Johns Hopkins University just examined House Speaker Nancy Pelosi’s new drug pricing bill.
The conclusion? Pharmaceutical companies are so profitable that even if they lose $1 trillion in revenue over the next 10 years due to the legislation’s impact, they’ll still be very profitable and could “maintain current investment” in research and development.
If Johns Hopkins math checks out, the bill would deliver cheaper drugs without sacrificing future medical breakthroughs. But if it doesn’t, our children and grandchildren will lose out on dozens of new treatments we could have invented for cancer, Alzheimer’s and other diseases to help them live healthier lives than we do.
So, can we trust the Johns Hopkins’ conclusion? Unfortunately, we can’t. The study contains severe methodological flaws.
First, the study suffers from survivorship bias. It calculates the drug industry’s average profitability by looking at the 23 largest brand-name manufacturers. That’s like assuming all musicians are millionaires from looking at the Grammy winners, ignoring all the undiscovered artists waiting tables.
Just 14 percent of publicly traded biopharmaceutical companies reported profits in 2017. The bottom 50 percent spent $111 million for every $1 million of revenue, which is a negative 11,000 percent profit margin.
Second, the study’s flawed metrics of profitability, “return on invested capital,” don’t accurately account for upfront licensing costs, intangibles like patents, or the varying cost of capital. The study basically treats the companies that take risks to invent drugs as being the same kind of businesses as the pharmacies that merely distribute them.
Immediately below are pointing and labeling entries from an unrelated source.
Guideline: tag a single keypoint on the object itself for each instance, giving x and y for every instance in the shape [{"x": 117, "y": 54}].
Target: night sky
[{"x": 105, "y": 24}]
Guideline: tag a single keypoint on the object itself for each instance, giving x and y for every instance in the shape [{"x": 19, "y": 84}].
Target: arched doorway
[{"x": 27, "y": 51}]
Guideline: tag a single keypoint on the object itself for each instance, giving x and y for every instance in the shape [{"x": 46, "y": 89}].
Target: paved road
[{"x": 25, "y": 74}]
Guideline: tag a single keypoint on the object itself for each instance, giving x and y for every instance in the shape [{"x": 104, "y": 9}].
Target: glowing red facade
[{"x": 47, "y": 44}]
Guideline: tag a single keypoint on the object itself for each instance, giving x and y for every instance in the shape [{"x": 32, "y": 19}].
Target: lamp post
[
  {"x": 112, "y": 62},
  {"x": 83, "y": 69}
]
Using a more appropriate “economic valued-added” metric, consulting firm Bates White recently concluded that the biopharmaceutical industry’s 7.5-percent profit margin “is not at the high end of the spectrum. … Rather, it is in the middle of the pack … (and) has been declining over time.”
Third, the study derives its estimate of drug development risk from the modest stock volatility of large pharmaceutical companies, ignoring the gut-wrenching gyrations of thousands of smaller public and private companies.
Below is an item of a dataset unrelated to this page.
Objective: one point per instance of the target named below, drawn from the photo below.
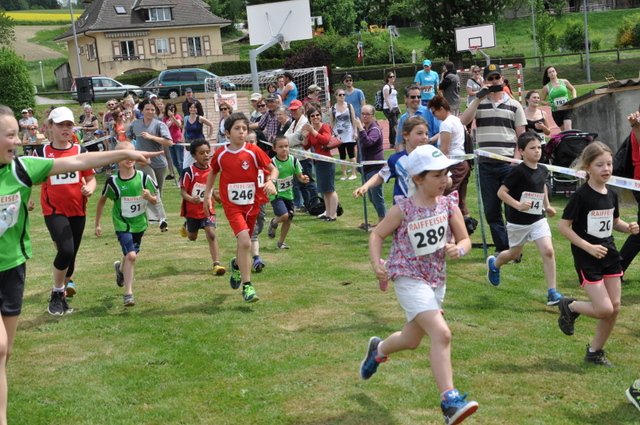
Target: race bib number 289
(428, 235)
Fourth, the study’s math simply doesn’t add up. It hypothesizes that if companies had brought in $1.1 trillion less in revenue from 2011 to 2019, they would have reported $371 billion less in profits and found $630 billion in other cost savings — all without touching either their R&D or manufacturing and distribution budgets.
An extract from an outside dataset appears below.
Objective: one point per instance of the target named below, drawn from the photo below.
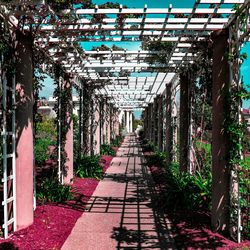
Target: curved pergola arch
(59, 36)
That’s an improbable assumption. If companies had maintained the same levels of R&D spending, and also maintained the same level of production to ensure patients get the drugs they need, profits would have dropped as much as $800 billion (from $1.16 trillion), a dramatic cut. Smaller cuts to profits necessarily mean bigger cuts to R&D and other core operations.
Pelosi’s bill would hit funding of early innovation hard. Capping potential returns on winners renders investment in entire portfolios of drug candidates unjustifiable — we can’t just cut the duds since we invest to find out which ones won’t work.
It’s fortunate for America’s patients that investors fund biotech’s high-risk, high-reward business model, but asking them to accept a high-risk, moderate/low-reward model would only drive them to seek similarly modest returns in less risky industries. Would we really rather investors fund more pharmacies than pharmaceuticals?
Common sense tells us that price controls will result in less innovation. Since biopharmaceutical companies dedicate 21 percent of revenue — a higher share than any other industry — to R&D, $1 trillion less would cut at least $210 billion from R&D. At a cost of $2 billion to bring a new drug to market, that would result in 105 fewer drugs.
The Congressional Budget Office estimates the effect to be less, but it assumes that later-stage, de-risked programs already in pipelines will still get funded. But let’s not pretend that defunding our seed stock of programs won’t affect innovation simply because we’re harvesting last year’s plantings.
Would Johns Hopkins claim that its researchers can run clinical trials without the tens of millions of dollars it received from drug companies? Of course not.
The answer to affordability is insurance reform, which Pelosi’s bill acknowledges by including caps on out-of-pocket spending. If America were to spread the cost of paying for its water infrastructure the way it handles reimbursement of medicines, 50 million Americans wouldn’t be able to afford clean water. Drugs going generic is the price control we’ve long had.
If Congress defunds innovation, we won’t be able to invent the drugs that will be generic in 20 years, and we’ll be stuck paying for increasingly expensive health care services that could have been averted with better medicines.
Patients can only hope that lawmakers disregard this particularly flawed study.